Yates, unfortunately, delivers an unpolished movie, somehow small and common in comparison to its predecessors, as if Harry Potter were nothing more than a supernatural thriller. Yates’ style didn’t fit with this movie’s grand political subterfuge narrative and eventful finish. Flashback scenes into Harry’s memory are rapidly cut combinations of dark clouds, shots from previous films, and images of Voldemort hissing. In no way should a Harry Potter film need to cut corners, and yet Yates made it seem like Warner Bros. was on a tight budget when constructing such moments. The other four films all had grandiosity embedded into their visual presentation; even in small scenes with the Dursleys the image was visually big. Here, Yates makes even Hogwarts seem small.

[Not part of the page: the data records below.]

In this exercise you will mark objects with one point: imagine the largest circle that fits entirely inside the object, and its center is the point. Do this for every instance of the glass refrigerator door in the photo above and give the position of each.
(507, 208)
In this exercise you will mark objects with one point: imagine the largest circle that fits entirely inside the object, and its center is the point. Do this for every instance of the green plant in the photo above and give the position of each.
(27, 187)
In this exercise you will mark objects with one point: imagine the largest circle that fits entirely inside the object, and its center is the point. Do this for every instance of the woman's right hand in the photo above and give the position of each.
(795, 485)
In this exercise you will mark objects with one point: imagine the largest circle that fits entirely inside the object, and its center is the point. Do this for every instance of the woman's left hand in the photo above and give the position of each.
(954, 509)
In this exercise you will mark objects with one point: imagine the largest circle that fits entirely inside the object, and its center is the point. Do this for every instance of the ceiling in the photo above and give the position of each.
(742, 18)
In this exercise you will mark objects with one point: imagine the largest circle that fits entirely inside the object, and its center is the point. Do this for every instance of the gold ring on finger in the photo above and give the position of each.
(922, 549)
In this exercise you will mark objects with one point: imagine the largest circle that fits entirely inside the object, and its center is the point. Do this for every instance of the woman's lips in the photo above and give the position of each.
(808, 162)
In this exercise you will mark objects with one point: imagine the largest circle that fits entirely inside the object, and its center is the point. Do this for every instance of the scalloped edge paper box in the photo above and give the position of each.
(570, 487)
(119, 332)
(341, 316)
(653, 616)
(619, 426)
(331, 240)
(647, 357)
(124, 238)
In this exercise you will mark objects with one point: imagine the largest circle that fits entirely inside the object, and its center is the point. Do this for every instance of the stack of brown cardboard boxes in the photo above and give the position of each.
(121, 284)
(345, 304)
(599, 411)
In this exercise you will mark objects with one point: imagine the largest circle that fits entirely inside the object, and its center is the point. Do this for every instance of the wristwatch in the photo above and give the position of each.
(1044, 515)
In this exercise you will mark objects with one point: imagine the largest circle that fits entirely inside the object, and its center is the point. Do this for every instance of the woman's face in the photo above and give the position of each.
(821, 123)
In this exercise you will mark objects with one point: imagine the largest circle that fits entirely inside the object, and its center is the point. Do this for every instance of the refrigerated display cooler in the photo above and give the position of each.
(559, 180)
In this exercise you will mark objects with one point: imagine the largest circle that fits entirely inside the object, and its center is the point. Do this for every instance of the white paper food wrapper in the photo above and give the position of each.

Little of the joyous, blind embrace of Rowling’s wondrous magic world remains, a trait that was almost excessively underlined in the first two entries. Harry Potter has become more than a children’s story since Prisoner of Azkaban; it’s now a mystical thriller for all ages, perhaps pointedly not for little children (see Goblet of Fire and Order of the Phoenix’s PG-13 ratings), supported with an iconic hero and several deplorable villains. Like every great fantasy, the final conflict has been built-up, and while Order of the Phoenix doesn’t resolve much in the Harry vs. Voldemort conflict, it anticipates with an awe-inspiring suspense. I can only hope that Yates has learned more about blockbuster filmmaking from this experience, so when Cloves returns for Half-Blood Prince the mistakes made here will then be easily avoidable. For all the film’s faults, there’s a lot to love, particularly those scenes involving Ubridge, Lovegood, and Sirius Black—some of the best characters in this saga. Rowling’s book may not have been done justice the way the last two Potter films honored their respective books, but it’s a worthy film in this series.